E não é menos diversificado o tratamento dos textos dedicados aos diretores. Há desde grandes fofocas sobre a vida pessoal e profissional do realizador ("John Huston", de Paulo Francis) a ensaios filosóficos sobre o cinema. Os temas também se multiplicam: sexo, psicologia, autoria de roteiros, Embrafilme. Une todos estes diferentes textos um traço em comum, nítido no desenho interior do livro e que poderia ser sua tese não anunciada: cinema é, antes de mais nada, uma questão de autor. Anos de orientação materialista-histórica e, depois, estruturalista não foram suficientes para abalar a noção de que cinema, o bom cinema, é em primeiro lugar um bom autor, uma personalidade, uma visão particular de mundo -um estilo.

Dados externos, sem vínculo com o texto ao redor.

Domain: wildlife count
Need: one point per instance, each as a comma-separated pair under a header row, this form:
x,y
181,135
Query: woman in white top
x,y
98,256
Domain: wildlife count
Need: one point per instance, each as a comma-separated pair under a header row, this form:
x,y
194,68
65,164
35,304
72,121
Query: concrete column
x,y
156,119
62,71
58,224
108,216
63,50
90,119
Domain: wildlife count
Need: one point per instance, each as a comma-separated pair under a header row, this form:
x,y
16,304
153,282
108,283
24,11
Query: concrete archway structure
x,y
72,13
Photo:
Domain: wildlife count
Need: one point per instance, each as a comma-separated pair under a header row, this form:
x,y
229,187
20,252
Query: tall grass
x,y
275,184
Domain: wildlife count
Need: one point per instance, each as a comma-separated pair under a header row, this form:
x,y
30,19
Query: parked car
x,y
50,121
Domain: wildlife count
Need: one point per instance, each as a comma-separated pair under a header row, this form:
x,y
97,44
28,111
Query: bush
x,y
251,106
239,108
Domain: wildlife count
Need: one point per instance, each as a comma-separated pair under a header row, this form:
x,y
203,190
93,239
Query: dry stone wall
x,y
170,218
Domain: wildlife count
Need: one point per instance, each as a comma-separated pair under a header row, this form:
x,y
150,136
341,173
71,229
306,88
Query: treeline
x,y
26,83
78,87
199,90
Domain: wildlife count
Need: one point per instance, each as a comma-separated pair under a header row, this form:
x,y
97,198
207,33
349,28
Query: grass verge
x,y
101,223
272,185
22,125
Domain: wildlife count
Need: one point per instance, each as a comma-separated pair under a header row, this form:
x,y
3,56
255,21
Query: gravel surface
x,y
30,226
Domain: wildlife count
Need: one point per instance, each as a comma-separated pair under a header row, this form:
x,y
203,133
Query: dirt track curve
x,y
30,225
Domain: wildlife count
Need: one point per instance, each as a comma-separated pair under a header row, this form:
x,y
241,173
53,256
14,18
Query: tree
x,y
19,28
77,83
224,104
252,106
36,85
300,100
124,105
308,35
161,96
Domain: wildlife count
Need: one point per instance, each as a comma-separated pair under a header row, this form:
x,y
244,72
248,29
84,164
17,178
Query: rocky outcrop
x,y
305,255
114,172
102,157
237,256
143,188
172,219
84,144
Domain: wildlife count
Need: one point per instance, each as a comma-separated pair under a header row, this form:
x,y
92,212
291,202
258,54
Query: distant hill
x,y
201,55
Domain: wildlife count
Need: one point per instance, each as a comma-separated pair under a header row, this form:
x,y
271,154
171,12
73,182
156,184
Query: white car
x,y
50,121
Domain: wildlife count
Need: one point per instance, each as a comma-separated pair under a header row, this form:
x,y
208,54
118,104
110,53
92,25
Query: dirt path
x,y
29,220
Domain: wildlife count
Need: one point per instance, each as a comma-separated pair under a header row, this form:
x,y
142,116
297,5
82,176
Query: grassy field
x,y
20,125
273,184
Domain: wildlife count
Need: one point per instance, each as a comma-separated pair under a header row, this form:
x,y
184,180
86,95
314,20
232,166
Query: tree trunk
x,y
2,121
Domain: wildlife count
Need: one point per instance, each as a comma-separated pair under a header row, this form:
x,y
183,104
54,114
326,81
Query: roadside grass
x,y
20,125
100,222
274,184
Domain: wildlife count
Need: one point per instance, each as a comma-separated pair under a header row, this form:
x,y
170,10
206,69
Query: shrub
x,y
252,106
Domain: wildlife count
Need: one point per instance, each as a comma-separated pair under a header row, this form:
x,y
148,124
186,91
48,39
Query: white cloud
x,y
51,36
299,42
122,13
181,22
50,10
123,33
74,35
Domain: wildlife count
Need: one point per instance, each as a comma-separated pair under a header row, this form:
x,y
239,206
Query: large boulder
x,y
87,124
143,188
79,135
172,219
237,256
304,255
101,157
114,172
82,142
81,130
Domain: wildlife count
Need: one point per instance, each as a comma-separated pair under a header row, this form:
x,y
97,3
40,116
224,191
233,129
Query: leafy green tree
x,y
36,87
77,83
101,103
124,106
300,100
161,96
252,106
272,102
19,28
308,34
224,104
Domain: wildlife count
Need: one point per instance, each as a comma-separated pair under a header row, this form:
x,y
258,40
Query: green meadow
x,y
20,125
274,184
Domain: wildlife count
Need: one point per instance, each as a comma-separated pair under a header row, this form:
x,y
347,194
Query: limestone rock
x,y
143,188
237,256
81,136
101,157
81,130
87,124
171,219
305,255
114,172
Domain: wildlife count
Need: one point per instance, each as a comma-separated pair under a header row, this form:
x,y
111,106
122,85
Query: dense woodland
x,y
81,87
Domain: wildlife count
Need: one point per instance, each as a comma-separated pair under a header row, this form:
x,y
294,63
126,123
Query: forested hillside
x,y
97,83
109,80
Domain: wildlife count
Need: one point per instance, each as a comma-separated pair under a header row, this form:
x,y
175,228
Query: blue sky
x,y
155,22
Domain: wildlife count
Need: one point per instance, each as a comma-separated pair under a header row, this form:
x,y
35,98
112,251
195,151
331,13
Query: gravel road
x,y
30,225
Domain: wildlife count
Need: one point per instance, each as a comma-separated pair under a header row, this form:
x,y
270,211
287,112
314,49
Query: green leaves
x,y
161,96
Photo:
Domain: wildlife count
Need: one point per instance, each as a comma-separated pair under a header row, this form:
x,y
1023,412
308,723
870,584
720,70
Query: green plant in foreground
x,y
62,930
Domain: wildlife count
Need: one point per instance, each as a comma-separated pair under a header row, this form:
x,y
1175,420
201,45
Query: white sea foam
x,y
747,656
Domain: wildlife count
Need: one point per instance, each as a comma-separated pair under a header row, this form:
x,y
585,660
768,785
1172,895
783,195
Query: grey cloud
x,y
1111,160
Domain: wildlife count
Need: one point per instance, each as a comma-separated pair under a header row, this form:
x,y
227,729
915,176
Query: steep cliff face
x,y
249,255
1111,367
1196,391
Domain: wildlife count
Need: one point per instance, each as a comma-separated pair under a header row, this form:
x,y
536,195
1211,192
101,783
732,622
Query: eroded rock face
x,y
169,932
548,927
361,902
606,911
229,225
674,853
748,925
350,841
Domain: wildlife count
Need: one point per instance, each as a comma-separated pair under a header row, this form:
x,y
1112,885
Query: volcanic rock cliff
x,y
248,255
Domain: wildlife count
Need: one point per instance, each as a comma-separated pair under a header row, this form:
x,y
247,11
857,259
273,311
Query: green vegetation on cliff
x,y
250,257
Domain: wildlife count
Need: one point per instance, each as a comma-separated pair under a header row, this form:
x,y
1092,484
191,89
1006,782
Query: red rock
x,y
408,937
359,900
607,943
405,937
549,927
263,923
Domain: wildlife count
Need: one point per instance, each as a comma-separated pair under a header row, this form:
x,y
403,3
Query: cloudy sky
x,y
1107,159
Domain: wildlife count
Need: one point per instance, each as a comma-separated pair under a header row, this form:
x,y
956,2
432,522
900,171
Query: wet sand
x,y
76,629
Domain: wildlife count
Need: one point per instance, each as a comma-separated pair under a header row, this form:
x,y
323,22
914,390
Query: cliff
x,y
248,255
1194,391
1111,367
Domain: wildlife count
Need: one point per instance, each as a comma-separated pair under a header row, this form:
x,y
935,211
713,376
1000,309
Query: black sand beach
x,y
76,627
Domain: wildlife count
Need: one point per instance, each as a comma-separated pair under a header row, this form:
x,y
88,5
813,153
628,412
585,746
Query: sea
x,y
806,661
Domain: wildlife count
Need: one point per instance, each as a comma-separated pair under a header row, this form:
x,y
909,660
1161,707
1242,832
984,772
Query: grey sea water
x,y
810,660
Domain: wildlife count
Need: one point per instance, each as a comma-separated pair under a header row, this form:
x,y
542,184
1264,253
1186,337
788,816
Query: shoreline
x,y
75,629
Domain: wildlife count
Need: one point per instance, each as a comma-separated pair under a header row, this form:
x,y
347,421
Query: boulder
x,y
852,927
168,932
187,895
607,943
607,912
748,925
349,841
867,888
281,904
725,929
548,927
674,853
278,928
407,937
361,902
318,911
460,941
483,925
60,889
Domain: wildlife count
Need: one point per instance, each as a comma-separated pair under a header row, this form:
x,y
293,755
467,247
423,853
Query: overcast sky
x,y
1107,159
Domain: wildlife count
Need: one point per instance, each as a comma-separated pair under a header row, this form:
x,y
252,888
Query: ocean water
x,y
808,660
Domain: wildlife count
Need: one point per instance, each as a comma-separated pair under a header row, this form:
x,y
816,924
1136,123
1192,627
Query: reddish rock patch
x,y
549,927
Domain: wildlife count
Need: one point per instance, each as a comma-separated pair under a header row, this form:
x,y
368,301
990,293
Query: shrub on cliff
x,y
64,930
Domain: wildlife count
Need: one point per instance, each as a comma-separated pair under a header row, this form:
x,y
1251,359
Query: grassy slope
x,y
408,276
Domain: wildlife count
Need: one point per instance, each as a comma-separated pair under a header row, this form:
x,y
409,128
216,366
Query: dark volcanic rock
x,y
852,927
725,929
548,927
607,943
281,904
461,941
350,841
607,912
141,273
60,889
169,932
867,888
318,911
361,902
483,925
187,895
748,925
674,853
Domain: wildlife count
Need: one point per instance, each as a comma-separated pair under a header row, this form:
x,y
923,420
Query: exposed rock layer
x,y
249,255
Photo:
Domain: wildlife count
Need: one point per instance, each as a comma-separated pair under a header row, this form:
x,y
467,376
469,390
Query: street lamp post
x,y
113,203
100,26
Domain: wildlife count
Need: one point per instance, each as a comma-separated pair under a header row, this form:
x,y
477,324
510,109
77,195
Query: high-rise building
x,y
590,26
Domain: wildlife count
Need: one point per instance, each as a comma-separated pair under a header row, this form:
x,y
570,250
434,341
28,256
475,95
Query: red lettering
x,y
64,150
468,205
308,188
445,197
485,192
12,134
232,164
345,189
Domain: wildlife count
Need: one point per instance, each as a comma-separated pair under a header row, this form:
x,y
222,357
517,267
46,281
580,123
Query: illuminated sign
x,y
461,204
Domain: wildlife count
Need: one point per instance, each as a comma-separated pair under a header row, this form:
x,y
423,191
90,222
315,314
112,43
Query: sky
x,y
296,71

Esta diversidade de tratamentos, a primazia dada aos autores sobre os filmes, não são deméritos do livro. Pelo contrário. Os horizontes dos filmes e sua moldura que é a cultura do cinema são vastíssimos e será apenas pela justaposição das entradas diferentes, e não pela insistência em teorias unificatórias, que se poderá ter alguma idéia, mesmo alucinada, desse dispositivo cultural. Claro, o livro não pode contar tudo. Mas o que conta é suficientemente amplo para sugerir o que aconteceu nas telas e fora delas nestes cem anos. Há um capítulo sobre o cinema mudo, outro sobre Hollywood, um terceiro para os cinemas novos e um último pontua o cinema contemporâneo.
Escritos para o jornal que morre a cada dia, os textos no entanto ainda se sustentam. É exatamente essa efemeridade, afinal relativizada, que dá ao livro certos momentos historicamente destacados. Um deles, o lembrado pelos dois textos do Glauber Rocha da época em que escrevia com Ys, Ks e Zs. Outro, as resenhas sobre "O Ano Passado em Marienbad", de Alain Resnais, e "Acossado", de Godard, escritas no lançamento dos filmes e que não ocultam, sob a boa vontade do crítico, sua perplexidade com o novo cinema e seu despreparo para comentá-lo e que em nada devem ter ajudado os que, naquele instante, nos fascinamos com a nova estética que é ainda hoje tão incômoda para tantos.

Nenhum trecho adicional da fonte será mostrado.